Mais est-il vraiment pertinent de séparer l’agriculture et la nature ? L’un des arguments indiscutables contre le landsparing est que certaines espèces ne se trouvent que dans les zones agricoles. On estime que 50 % de toutes les espèces sauvages d’Eu­rope dépendent de l’agriculture. Des oiseaux comme le vanneau, le busard Saint-Martin, l’alouette des champs ou la perdrix vivent dans des paysages ou­verts, cultivés ou herbeux. Ces espèces ne se portent pas bien du tout selon le dernier rapport sur la nature (NARA), qui désigne l’intensification de l’agri­culture comme la principale cause de leur déclin.

De plus, les réserves naturelles ne sont pas sous cloche. La biodiversité y souffre encore de l’influence de l’agri­culture intensive. Il suffit de penser à la situation actuelle en Flandre et aux Pays-Bas en ce qui concerne les dépôts d’azote (principalement l’ammoniac) provenant des exploitations porcines, avicoles et bovines. On ne nie plus guère que l’agriculture intensive en azote et en produits chimiques a un im­pact négatif sur la nature, même dans les réserves naturelles.

Vers un compromis ?

C’est pourquoi une variante du landsparing a vu le jour : le modèle à trois compartiments, comme « com­promis ». Si l’agriculture s’intensifie fortement dans certaines zones et si le nombre de têtes de bétail est réduit, l’espace devient disponible non seule­ment pour la nature, mais aussi pour l’agriculture extensive. Cela crée trois compartiments : les zones naturelles, les zones d’agriculture intensive et les zones d’agriculture extensive. Cepen­dant, le modèle à trois compartiments suppose également une forte simplifi­cation de la réalité.
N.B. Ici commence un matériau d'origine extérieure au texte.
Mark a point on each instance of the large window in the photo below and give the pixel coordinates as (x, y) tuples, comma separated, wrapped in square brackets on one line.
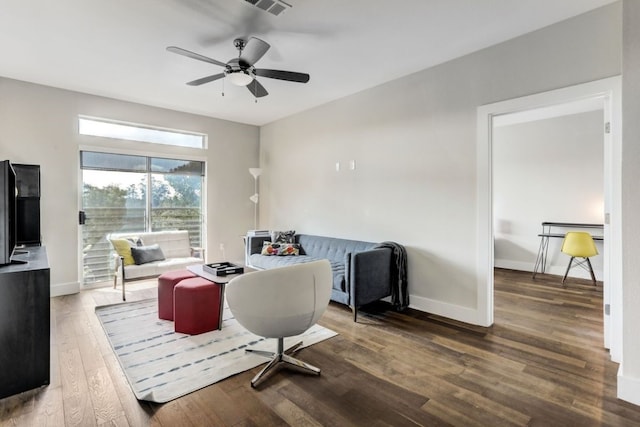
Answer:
[(129, 193), (133, 132)]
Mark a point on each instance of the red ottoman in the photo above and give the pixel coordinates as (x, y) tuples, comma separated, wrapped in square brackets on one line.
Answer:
[(166, 283), (196, 306)]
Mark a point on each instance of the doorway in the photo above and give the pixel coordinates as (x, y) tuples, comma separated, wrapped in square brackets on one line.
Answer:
[(609, 90)]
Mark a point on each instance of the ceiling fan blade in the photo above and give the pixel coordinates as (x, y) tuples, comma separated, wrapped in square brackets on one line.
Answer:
[(290, 76), (254, 50), (194, 55), (257, 89), (207, 79)]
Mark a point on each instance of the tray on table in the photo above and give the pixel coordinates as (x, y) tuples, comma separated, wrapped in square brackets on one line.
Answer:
[(223, 268)]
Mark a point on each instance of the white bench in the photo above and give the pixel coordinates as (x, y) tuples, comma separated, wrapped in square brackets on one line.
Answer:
[(175, 247)]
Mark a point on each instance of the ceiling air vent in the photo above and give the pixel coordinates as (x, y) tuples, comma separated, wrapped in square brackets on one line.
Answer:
[(274, 7)]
Bien entendu, il est positif de s’effor­cer de mettre en place une agriculture qui s’intègre au maximum à la nature dans les environs des zones naturelles. Non pas tant parce que l’agro-écologie doit servir de tampon pour absorber les nutriments et les pesticides (dont elle souffre d’ailleurs elle-même), mais surtout parce que la connexion entre les zones naturelles est nécessaire à la conservation de la biodiversité. Plus une population est isolée et plus sa taille est réduite, plus elle est vul­nérable. La connexion entre les popu­lations est presque impossible si les zones naturelles sont séparées par des déserts de monocultures. Il en résulte un appauvrissement génétique et un effondrement éventuel des popula­tions d’espèces en raison de la consan­guinité.

Dans 24 à 39 % des régions où sont cultivés le maïs, le riz, le blé et le soja,
les rendements ont stagné ou diminué entre 1961 et 2008

De plus, la bande d’agriculture exten­sive autour des réserves naturelles ne suffit pas à se débarrasser de l’impact élevé de l’agriculture intensive sur l’en­vironnement et la santé. La sécheresse est un problème qui ne se produit pas seulement là où l’eau est pompée. Les eaux souterraines et de surface ali­mentent l’agriculture, l’industrie, les humains et la nature. Les gaz à effet de serre et l’ammoniac se déplacent librement dans l’atmosphère. Ce n’est pas pour rien que la proposition PAS (Programmatische Aanpassing Stikstof, programme de lutte contre l’azote en Flandre, NDLR) se compose en grande partie de mesures génériques qui s’ap­pliquent à toute la Flandre.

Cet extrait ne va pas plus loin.